Dumbstruck by the glitters of European gold, the strength of forged steel swords, the wonders of sailing ships and billowing sails, and the authoritative behaviour of the swaggering English sailors, the Hawaiian primitives responded with reverence. On many occasions, they prostrated themselves before the strutting sailors who had traveled from a technologically advanced society.
When residents of the big island, Hawaii, first encountered Cook's entourage at Kealakekua Bay, they prostrated themselves before the newcomers, then showered the hapless explorers with copious gifts of meat and fruit. All was well for a few weeks, and the strutting sailors from afar basked in the glow of their newfound divinity. But it wasn't long before the lustre of their godhood began to tarnish around the edges, and the Hawaiian King, Kalani'opu'u, suggested to the good Captain that maybe his band of merry men should be moving along.
So the English drew up their anchor and sailed away. But very soon, the foremast of Captain Cook's Resolution broke. They had no choice but to turn back and repair the damage. So they returned to Kealakekua Bay on the big island of Hawaii to repair it.
This time, however, the natives' reception was less obsequious. In fact, the Hawaiians were by this time a little weary of their new alien supermen. Their was tension in the air. A few of the Hawaiians had begun to view the amazing white man wondermnts more as potentially useful implements instead of objects of mysterious power. Some of the natives managed to abscond a small boat (called the pinnace.) The English, men of military inclinations, became quite alarmed.. A confrontation occurred. Men stared; tempers flared. One irreverent Hawaiian spotted a chink, as it were, in the superior English armored facade. He might have even discerned, beneath the techno-civilized countenance of Captain Cook, a mere man, like unto himself.
As events are commonly wont to do in human skirmish, a minor altercation suddenly and unexpectedly became the impetus for a lethal act. A knife--a knife wrought of English craftsmanship, but now wielded without warning in the hand of an Hawaiian protective of his King--put an end to the life of the legendary Captain James Cook. The great explorer's powerful implements of wood and iron, his golden mantle of authority, were not sufficient to ensure his power over men, nor to extend his life beyond a sudden disagreement's violent outcome.

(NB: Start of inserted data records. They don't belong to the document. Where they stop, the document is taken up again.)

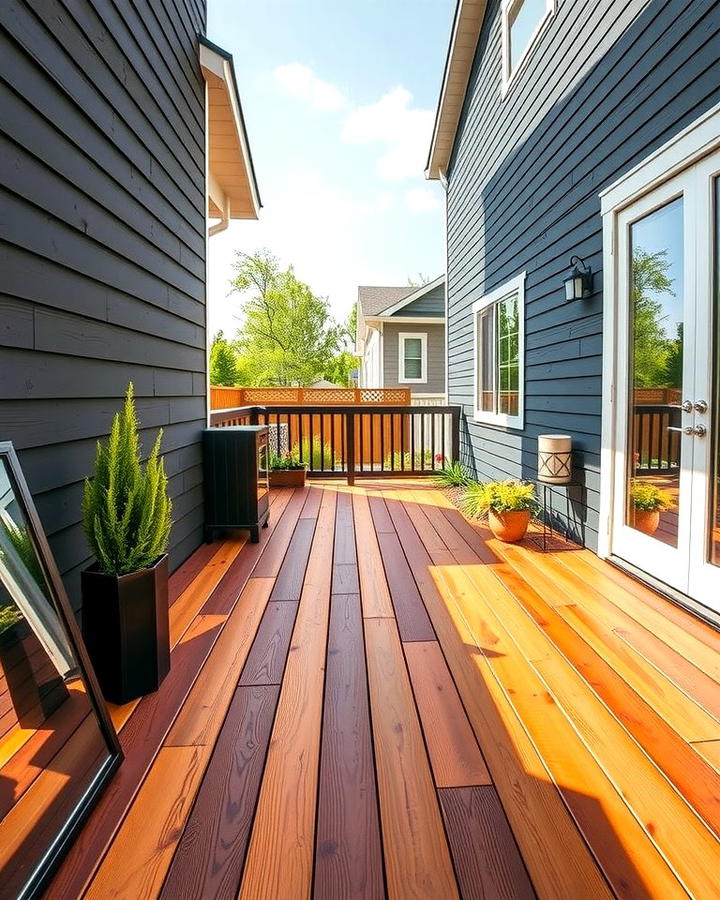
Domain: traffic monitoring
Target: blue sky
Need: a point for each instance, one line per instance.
(339, 99)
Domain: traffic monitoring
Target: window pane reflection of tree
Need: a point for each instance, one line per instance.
(656, 359)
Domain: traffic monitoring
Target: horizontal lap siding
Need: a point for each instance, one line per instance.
(606, 85)
(102, 247)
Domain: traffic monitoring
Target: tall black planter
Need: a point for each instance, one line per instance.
(125, 625)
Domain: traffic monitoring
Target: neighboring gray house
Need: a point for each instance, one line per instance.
(401, 339)
(587, 137)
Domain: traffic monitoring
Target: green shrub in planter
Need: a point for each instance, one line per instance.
(126, 511)
(126, 518)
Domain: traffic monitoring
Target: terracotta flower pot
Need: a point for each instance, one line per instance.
(287, 477)
(509, 526)
(646, 520)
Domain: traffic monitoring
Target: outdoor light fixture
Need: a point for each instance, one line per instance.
(579, 284)
(555, 458)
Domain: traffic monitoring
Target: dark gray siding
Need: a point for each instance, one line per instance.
(102, 247)
(436, 356)
(606, 85)
(430, 304)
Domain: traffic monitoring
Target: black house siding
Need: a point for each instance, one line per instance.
(102, 247)
(606, 85)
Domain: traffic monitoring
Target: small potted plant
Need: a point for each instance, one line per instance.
(507, 505)
(647, 501)
(286, 470)
(126, 518)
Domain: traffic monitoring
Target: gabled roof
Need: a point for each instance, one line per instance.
(373, 299)
(469, 15)
(232, 185)
(415, 294)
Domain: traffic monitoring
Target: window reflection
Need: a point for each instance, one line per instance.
(51, 743)
(656, 363)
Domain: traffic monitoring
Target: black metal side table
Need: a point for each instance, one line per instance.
(550, 538)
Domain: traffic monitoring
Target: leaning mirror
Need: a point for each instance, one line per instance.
(57, 746)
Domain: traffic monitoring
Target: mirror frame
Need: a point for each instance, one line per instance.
(63, 840)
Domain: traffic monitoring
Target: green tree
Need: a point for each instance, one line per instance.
(651, 347)
(223, 362)
(339, 368)
(288, 336)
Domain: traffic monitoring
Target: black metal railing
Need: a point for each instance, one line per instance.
(656, 439)
(370, 441)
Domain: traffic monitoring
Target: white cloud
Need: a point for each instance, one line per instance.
(299, 81)
(404, 131)
(422, 199)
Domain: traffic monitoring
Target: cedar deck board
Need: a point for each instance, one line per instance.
(209, 859)
(266, 662)
(419, 561)
(348, 859)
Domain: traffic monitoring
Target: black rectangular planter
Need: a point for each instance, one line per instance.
(125, 625)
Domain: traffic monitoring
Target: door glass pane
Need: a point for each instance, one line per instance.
(655, 367)
(714, 417)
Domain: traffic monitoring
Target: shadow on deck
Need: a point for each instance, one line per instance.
(381, 700)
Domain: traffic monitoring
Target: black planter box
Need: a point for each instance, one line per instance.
(125, 625)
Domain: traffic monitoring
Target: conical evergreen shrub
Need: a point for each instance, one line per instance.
(126, 510)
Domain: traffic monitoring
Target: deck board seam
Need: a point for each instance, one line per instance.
(592, 753)
(101, 856)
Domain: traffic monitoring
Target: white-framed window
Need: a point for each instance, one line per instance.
(412, 357)
(522, 23)
(499, 327)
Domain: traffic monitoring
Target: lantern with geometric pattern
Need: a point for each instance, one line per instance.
(555, 458)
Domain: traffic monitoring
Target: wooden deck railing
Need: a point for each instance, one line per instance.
(657, 436)
(377, 441)
(227, 398)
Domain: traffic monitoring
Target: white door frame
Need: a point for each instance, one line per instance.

Among the race of men, these things happen. Great forgers of human progress die; explorations falter; institutions crumble; empires fall, in spite of the reverence and awe lavished upon them. Ultimately all men are vulnerable in some way or another. Though the mighty and the great among us are given golden opportunities, silver adornments and iron-like authority, they are struck down by the great equalizer of death, and exposed as unsustainable, mortal men. Their inherent feet of clay will topple their lives, their institutions, their empires of gold, silver and iron.
In the ancient empire of Babylon, King Nebuchadnezzar was a man not unlike like Captain Cook. Though not a great explorer, he performed that role which is among men the most revered--conquering king, But one strange night he had a dream that he didn't understand, and it worried him. He summoned an aide, a captive prophet, who interpreted the dream. Daniel explained to Nebuchadnezzar that his great empire, with him as the golden head of it, would one day crumble and fall, because of those vulnerable feet of clay, which are the fallen nature, the fallible genetic heritage, of every homo sapiens who has ever stood on God's earth.
Whether you are a conqueror of nations, or an explorer who has sailed around the world three times,or a pretty nice guy, or a drunk who sleeps in a storefront, your feet of clay infallibility will topple you someday. It may be that another savage like yourself will cross your path in a barfight or on a freeway and put an end to your deal.
Little had Captain Cook known, when he made that landfall at Hawaii, it was his last one.